This project is a Lead Scoring Case Study, built as part of the UpGrad Data Science course, to help businesses identify high-converting leads using Machine Learning models.
- Understand lead conversion behavior based on given features
- Clean & preprocess data to handle missing values, outliers
- Feature Engineering to extract useful insights
- Build ML models to predict lead conversion probability
- Evaluate models and deploy the best-performing one
- Programming Language: Python
- Data Handling: Pandas, NumPy
- Machine Learning: Scikit-Learn, Logistic Regression
- Visualization: Matplotlib, Seaborn
- The overall lead conversion so far has been 47.1%. The analysis suggests that leads tagged with high-intent indicators (like 'Closed by Horizzon' or 'Interested in Next batch') are more likely to convert.
- Channels like Websites and References have led to the most conversions (>90%), while social media and search engines like google came up far second (60-70%).
- Developing countries with lesser technology adaptibility such as Bahrain and Bangladesh dominate the successful conversions demographics, while Working Professionals in the field of Management also carry the same weightage.
- Successful conversions have spent an average of 1.5x time of the unsuccessful conversions on the website. Moreover, a low bounce rate (6.42%) indicates that once anyone enters the website, they are more likely to explore it beyond the first few webpages.
- A lead is more likely to be converted when contacted either via email or by phone.
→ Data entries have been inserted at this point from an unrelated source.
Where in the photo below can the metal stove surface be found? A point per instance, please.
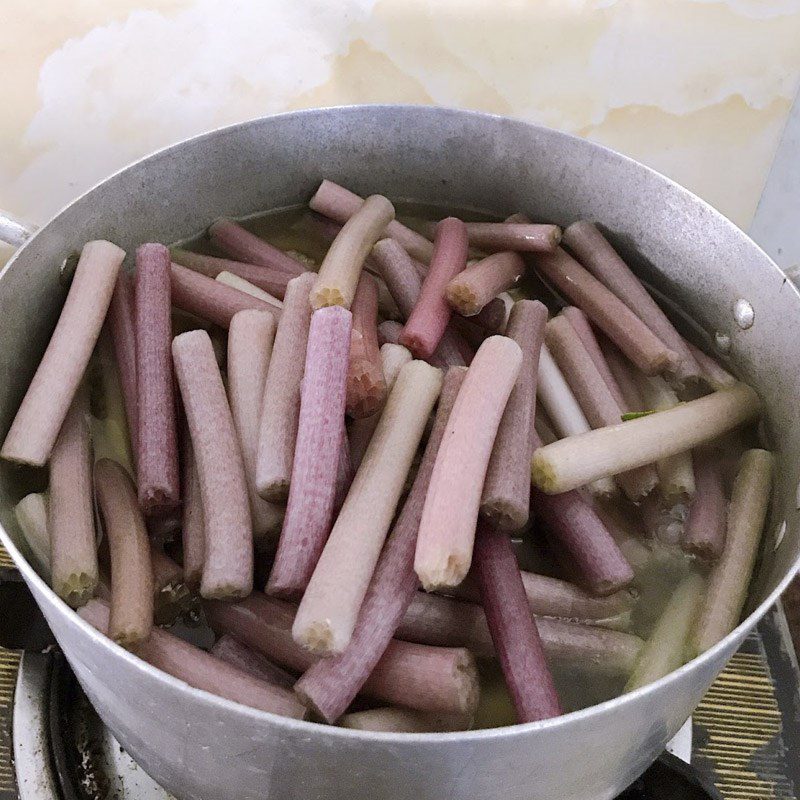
(746, 733)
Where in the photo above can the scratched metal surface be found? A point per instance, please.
(746, 731)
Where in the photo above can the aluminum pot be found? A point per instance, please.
(200, 746)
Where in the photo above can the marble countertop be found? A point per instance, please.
(698, 89)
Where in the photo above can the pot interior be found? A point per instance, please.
(451, 160)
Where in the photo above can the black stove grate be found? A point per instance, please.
(746, 733)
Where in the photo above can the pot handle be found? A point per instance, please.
(14, 231)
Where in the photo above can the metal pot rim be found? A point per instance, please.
(342, 734)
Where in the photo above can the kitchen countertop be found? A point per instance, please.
(698, 89)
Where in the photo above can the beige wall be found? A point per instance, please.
(695, 88)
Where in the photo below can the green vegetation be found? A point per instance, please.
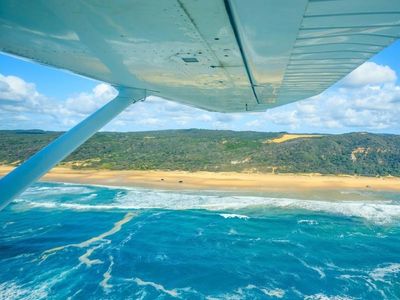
(208, 150)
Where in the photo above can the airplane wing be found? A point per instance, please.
(226, 56)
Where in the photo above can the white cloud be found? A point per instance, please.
(85, 103)
(370, 73)
(368, 99)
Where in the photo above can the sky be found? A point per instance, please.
(34, 96)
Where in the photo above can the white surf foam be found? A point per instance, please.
(107, 276)
(232, 216)
(173, 293)
(85, 258)
(377, 211)
(381, 272)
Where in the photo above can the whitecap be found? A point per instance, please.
(383, 271)
(231, 216)
(173, 293)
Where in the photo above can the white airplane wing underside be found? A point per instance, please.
(227, 56)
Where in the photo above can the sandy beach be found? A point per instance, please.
(217, 181)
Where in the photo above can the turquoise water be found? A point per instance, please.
(65, 241)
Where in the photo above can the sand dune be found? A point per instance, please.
(211, 180)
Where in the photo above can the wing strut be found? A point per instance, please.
(40, 163)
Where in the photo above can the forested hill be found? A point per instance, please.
(209, 150)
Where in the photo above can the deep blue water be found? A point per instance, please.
(64, 241)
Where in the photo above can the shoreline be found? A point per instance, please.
(225, 181)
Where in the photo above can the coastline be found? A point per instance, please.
(227, 181)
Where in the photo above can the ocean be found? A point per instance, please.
(69, 241)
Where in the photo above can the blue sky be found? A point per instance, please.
(36, 96)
The data also indicates that prospects prefer email communication over calls.
- A positive correlation could be observed as we moved towards a higher activity index for a prospect, but it was the opposite when it came to profile index.
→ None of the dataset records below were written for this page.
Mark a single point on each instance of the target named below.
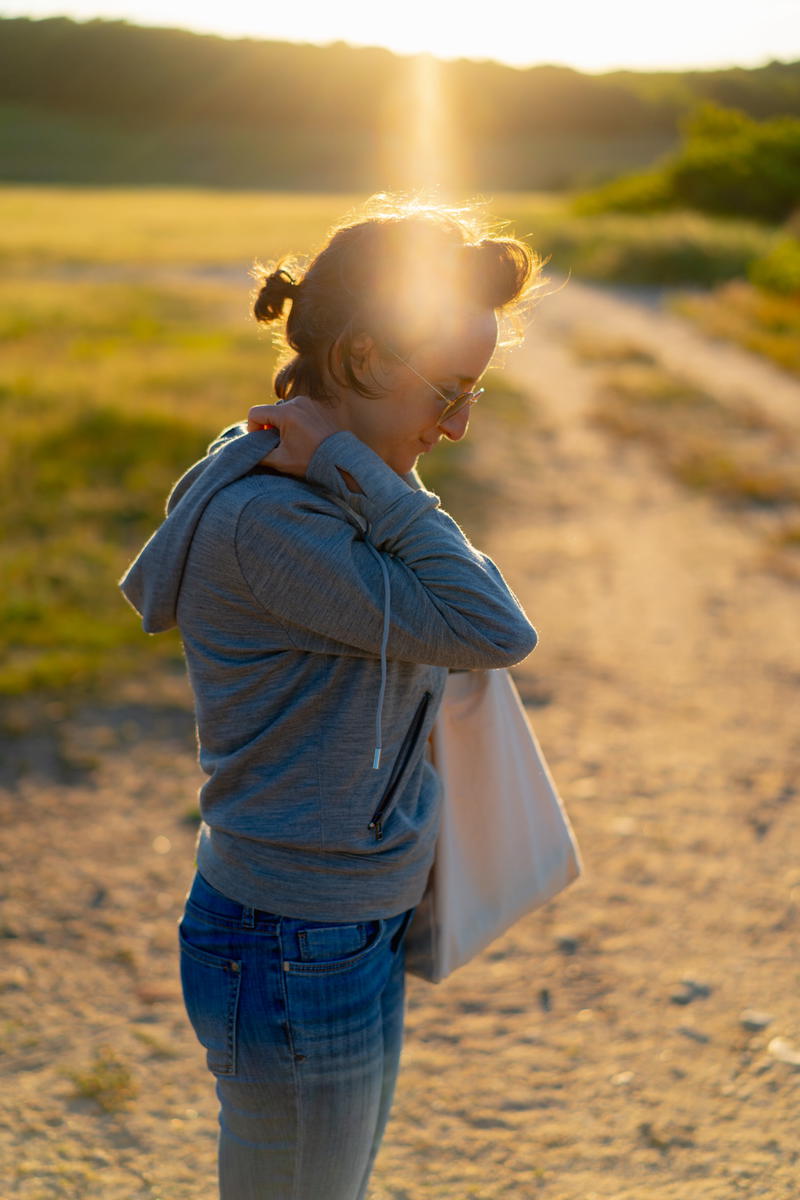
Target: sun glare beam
(422, 144)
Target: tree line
(112, 102)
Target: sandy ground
(607, 1047)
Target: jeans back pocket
(211, 985)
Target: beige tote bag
(505, 845)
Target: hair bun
(276, 289)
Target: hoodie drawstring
(384, 641)
(364, 526)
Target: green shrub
(779, 269)
(728, 165)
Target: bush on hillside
(779, 269)
(728, 165)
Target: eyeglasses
(452, 403)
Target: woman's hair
(403, 273)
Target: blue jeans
(302, 1025)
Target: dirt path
(570, 1062)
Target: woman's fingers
(260, 418)
(301, 424)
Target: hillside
(107, 102)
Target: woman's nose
(456, 426)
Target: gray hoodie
(317, 624)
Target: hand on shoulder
(301, 423)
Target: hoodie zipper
(401, 762)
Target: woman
(320, 593)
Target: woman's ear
(362, 349)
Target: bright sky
(589, 35)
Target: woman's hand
(301, 424)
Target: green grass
(128, 343)
(42, 228)
(107, 1080)
(108, 393)
(763, 322)
(728, 450)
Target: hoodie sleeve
(316, 573)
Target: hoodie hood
(152, 581)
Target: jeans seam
(295, 1078)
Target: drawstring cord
(384, 642)
(364, 526)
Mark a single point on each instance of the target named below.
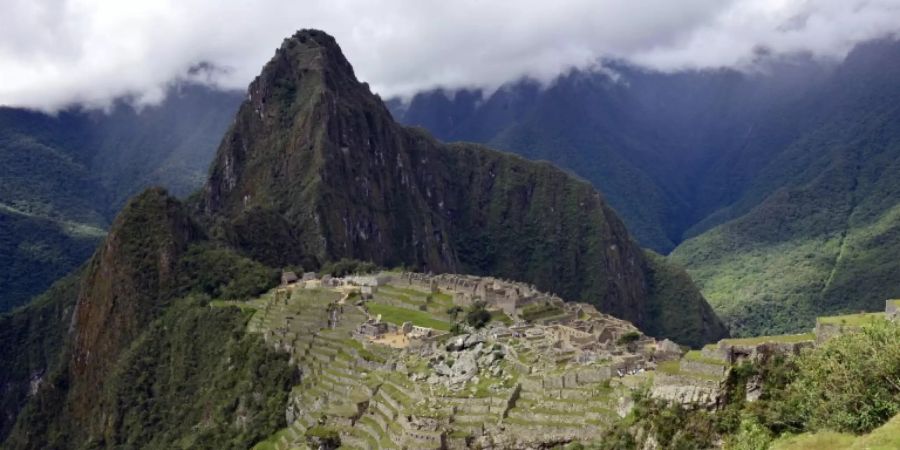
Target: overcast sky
(55, 53)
- This classification model can be deployed to help the business accurately predict outcomes (e.g., lead conversion) with 96% accuracy.
- The high precision and recall for both classes ensure that the model minimizes both false positives (incorrectly predicting a lead would convert) and false negatives (missing out on actual lead conversions).
- A high ROC AUC score indicates the model can strongly differentiate between both classes, further enhancing its performance.